The jurisdiction of the IPT, set out in section 65 of RIPA, the jurisdiction ouster provision, is now widened by the IPA 2016 to reflect the increased investigatory scope of the new Act.

Appeals

In R (Privacy International) v Secretary of State for the Foreign and Commonwealth Department [2017] EWCA 1868 the appeal ouster was considered by the Court of Appeal (following a decision by the Administrative Court, which held that no judicial review was possible of the IPT’s decisions). The constitutional significance of the decision has been considered in the blog and paper referred to above and cannot be improved upon. This article seeks to highlight the amendment of RIPA so as to provide for a right of appeal in s 67A as a result of s 242 of the IPA 2016.

The detailed provisions of the IPA 2016 are analysed in Blackstone’s Guide to the Investigatory Powers Act 2016 but in summary, the right of appeal is available to a ‘relevant person’ (the complainant or respondent or person complained against and in the case of a reference made to the IPT, it includes a public authority). It is exercisable in tightly prescribed circumstances, namely a point of law arising out of a determination by the IPT under section 86(4), RIPA.             Permission to appeal is required and may be granted by the IPT or the appropriate appellate court that must, if permission is given, hear the appeal.
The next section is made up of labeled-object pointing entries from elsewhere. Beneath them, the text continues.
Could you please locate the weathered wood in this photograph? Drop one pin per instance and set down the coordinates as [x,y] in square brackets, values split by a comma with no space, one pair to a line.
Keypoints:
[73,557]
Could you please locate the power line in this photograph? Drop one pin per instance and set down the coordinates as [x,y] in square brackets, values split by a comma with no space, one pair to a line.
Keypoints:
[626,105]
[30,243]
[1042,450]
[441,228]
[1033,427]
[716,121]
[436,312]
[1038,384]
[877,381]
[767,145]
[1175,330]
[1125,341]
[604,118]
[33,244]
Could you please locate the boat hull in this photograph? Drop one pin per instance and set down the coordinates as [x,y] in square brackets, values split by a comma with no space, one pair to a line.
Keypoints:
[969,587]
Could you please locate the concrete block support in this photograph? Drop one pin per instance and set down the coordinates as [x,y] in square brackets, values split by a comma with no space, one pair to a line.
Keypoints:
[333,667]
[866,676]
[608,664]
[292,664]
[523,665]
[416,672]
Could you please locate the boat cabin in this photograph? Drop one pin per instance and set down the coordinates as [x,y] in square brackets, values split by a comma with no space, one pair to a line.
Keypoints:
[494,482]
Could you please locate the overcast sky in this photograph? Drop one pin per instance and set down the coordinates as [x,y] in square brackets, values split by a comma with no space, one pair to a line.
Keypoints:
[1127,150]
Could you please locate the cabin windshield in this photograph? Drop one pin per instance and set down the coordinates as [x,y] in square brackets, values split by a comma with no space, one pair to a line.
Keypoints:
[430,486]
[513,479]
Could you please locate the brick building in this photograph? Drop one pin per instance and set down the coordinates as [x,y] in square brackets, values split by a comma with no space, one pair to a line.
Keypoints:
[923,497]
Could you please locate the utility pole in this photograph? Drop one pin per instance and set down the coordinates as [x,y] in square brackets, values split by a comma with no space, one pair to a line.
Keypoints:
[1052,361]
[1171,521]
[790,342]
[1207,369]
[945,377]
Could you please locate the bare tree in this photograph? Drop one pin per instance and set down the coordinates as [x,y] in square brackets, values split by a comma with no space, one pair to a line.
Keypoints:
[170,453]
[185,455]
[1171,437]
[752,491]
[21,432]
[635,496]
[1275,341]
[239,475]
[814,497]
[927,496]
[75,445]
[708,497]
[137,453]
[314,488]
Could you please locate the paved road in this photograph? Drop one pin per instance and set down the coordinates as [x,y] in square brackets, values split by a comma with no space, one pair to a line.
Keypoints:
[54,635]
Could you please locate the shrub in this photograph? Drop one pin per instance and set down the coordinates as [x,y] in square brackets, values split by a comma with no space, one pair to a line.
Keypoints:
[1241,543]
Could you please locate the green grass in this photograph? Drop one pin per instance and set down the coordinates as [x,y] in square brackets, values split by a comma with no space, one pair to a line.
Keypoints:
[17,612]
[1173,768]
The threshold for granting permission is high: an appeal must raise an important point of principle or practice or another compelling reason for granting permission must exist.

Current and future issues

The problem in Sheridan

The Court of Appeal held in Sheridan that a judicial review against the Ombudsman could proceed. It seemed to suggest it could do so because the failure to give reasons was not an issue within the jurisdiction of the IPT and “the fact that the Tribunal is the only appropriate tribunal for proceedings against the Chief Constable…”

A judicial review against the Ombudsman, as is the case with any public authority, can in principle proceed where there has been a failure to provide reasons but it is respectfully submitted that where proceedings relate as they did in Sheridan to “the taking place in any challengeable circumstances of any conduct falling within subsection (5)”, jurisdiction is, in such circumstances ousted. There is no requirement for the Ombudsman to be identified within the public authorities referred to in s 65. The Court of Appeal Northern Ireland may have been wrong on this point.
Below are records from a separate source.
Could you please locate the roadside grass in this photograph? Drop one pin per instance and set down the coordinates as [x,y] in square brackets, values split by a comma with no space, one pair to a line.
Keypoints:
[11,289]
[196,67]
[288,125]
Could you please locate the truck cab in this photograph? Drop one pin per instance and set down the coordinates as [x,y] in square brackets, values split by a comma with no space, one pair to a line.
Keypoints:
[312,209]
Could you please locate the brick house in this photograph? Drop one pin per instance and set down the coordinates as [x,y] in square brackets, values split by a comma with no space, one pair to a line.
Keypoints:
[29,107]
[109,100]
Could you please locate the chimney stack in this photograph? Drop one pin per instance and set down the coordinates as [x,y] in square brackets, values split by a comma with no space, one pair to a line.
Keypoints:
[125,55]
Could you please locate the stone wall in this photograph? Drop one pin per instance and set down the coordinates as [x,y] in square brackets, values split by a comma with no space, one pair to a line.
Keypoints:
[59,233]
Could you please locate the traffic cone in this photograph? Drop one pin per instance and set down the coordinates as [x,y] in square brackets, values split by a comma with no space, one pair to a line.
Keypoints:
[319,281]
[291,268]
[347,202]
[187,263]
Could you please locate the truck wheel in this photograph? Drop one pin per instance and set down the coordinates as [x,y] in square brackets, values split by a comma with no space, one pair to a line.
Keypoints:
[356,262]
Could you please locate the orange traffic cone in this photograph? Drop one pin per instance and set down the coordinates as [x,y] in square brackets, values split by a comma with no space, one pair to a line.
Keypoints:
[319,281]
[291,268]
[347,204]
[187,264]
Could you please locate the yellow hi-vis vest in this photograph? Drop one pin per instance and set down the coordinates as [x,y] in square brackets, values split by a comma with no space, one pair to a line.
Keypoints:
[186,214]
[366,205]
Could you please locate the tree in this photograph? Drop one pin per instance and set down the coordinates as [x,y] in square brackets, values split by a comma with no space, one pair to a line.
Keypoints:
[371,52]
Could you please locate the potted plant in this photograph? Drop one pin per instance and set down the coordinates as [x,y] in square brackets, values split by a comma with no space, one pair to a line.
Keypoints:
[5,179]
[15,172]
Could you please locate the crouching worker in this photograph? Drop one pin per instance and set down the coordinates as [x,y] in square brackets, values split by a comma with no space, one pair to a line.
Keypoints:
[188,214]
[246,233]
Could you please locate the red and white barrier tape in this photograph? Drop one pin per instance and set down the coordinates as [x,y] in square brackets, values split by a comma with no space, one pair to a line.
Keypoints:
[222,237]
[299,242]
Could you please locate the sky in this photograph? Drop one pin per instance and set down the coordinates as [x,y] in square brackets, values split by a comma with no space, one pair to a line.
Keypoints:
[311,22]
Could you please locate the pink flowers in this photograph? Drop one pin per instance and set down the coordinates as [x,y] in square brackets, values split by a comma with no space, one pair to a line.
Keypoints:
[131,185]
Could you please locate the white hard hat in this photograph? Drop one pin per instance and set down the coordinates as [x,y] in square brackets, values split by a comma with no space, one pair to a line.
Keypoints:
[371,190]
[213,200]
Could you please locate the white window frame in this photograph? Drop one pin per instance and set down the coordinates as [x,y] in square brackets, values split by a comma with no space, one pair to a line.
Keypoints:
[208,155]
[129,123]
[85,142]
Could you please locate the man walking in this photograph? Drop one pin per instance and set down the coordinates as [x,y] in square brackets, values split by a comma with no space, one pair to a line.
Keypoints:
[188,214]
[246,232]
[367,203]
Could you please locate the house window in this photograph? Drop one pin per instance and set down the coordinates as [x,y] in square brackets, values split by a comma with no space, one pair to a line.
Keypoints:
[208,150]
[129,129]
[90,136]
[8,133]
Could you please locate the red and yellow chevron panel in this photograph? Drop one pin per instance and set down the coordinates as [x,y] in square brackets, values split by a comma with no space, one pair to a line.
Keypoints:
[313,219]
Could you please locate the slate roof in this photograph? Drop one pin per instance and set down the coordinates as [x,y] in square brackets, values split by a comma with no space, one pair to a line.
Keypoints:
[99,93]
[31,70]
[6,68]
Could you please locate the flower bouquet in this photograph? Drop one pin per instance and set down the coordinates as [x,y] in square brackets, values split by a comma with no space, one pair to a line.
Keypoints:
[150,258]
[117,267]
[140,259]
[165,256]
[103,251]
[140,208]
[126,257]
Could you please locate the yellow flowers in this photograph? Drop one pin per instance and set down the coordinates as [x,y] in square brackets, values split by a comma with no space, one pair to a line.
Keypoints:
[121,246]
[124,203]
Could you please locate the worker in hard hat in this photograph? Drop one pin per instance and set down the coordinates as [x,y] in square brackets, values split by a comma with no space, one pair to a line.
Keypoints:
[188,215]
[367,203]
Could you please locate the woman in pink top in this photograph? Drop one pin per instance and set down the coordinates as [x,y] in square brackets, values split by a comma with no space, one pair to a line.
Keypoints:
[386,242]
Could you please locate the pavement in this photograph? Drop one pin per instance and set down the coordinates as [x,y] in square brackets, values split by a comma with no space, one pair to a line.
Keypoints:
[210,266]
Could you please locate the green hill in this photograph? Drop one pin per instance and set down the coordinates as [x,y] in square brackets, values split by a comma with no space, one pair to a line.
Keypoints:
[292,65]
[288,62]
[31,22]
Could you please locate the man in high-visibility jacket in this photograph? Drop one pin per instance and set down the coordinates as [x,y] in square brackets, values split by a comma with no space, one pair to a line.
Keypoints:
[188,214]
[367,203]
Interestingly, s 65 does not prevent the Ombudsman from considering a complaint of conduct under Part II of RIPA; the IPT has jurisdiction only in relation to eligible complaints made to it. The same must be true of the Independent Office for Police Conduct but any challenge to their decision by a complainant must be to the IPT and not an application for permission to move for judicial review.
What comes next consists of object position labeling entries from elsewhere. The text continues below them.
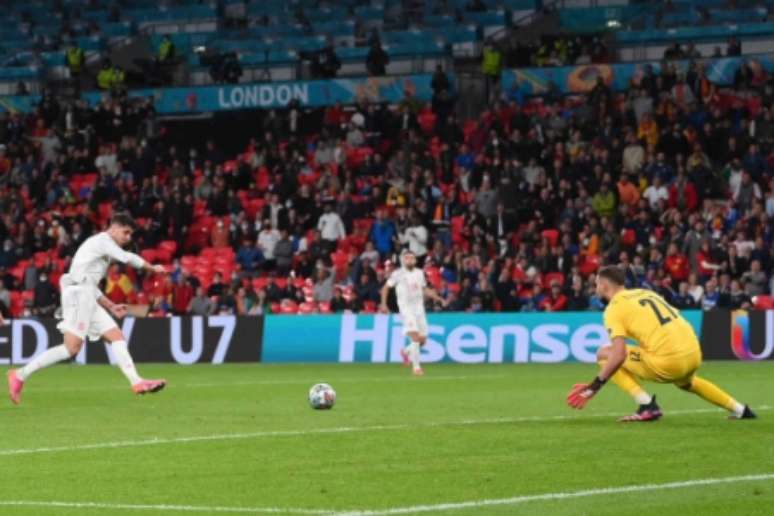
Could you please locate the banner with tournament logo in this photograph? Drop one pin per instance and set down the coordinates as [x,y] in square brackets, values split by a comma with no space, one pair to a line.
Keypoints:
[738,335]
[181,340]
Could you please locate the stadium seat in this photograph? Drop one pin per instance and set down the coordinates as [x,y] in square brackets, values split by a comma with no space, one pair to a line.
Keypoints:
[288,306]
[590,264]
[169,246]
[551,235]
[307,307]
[149,255]
[553,277]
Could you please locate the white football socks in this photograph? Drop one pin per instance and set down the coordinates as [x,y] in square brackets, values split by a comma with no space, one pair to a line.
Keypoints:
[643,398]
[49,357]
[738,409]
[124,360]
[414,355]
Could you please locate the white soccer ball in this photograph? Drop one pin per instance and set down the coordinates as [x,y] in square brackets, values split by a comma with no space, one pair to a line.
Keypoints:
[322,396]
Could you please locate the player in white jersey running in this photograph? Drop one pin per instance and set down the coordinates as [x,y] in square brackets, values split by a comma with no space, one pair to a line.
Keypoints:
[85,308]
[410,290]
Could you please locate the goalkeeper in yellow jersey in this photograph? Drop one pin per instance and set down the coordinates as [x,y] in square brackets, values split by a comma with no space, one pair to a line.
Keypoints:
[667,351]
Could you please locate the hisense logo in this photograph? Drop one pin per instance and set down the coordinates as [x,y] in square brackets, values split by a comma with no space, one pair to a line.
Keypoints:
[741,341]
[383,338]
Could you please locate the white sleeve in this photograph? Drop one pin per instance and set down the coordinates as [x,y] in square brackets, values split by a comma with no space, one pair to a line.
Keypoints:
[111,249]
[340,226]
[422,236]
[393,279]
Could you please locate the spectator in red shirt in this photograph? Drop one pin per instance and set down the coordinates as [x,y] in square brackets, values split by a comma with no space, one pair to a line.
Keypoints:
[682,194]
[555,301]
[182,294]
[676,264]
Reach of the jurisdiction: criminal proceedings?

One interesting issue yet to be tested is whether jurisdiction to bring a challenge relating to the admissibility or propriety of unlawful surveillance and or the conduct of informers in criminal proceedings is also ousted. This is an uncomfortable proposition – the idea that the exclusionary remedies in ss 76 and 78 of PACE or the inherent jurisdiction of the court to apply the doctrine of abuse of process are ousted by s 65– but that is one interpretation of the provision. The counter argument is to examine the core of primary purpose of the proceedings but what seems clear in AJK and Sheridan is the court had no difficulty in hiving off those matters that were the sole jurisdiction of the IPT. A short amendment excluding criminal proceedings (which are already defined in RIPA) would cure any ambiguity. However, it is very unlikely that criminal defence lawyers or prosecutors will be raising the jurisdiction question any time soon; they may, to develop Professor Mark Elliott’s theme, consider such an application to be more suited to Alice in Wonderland than the law reports.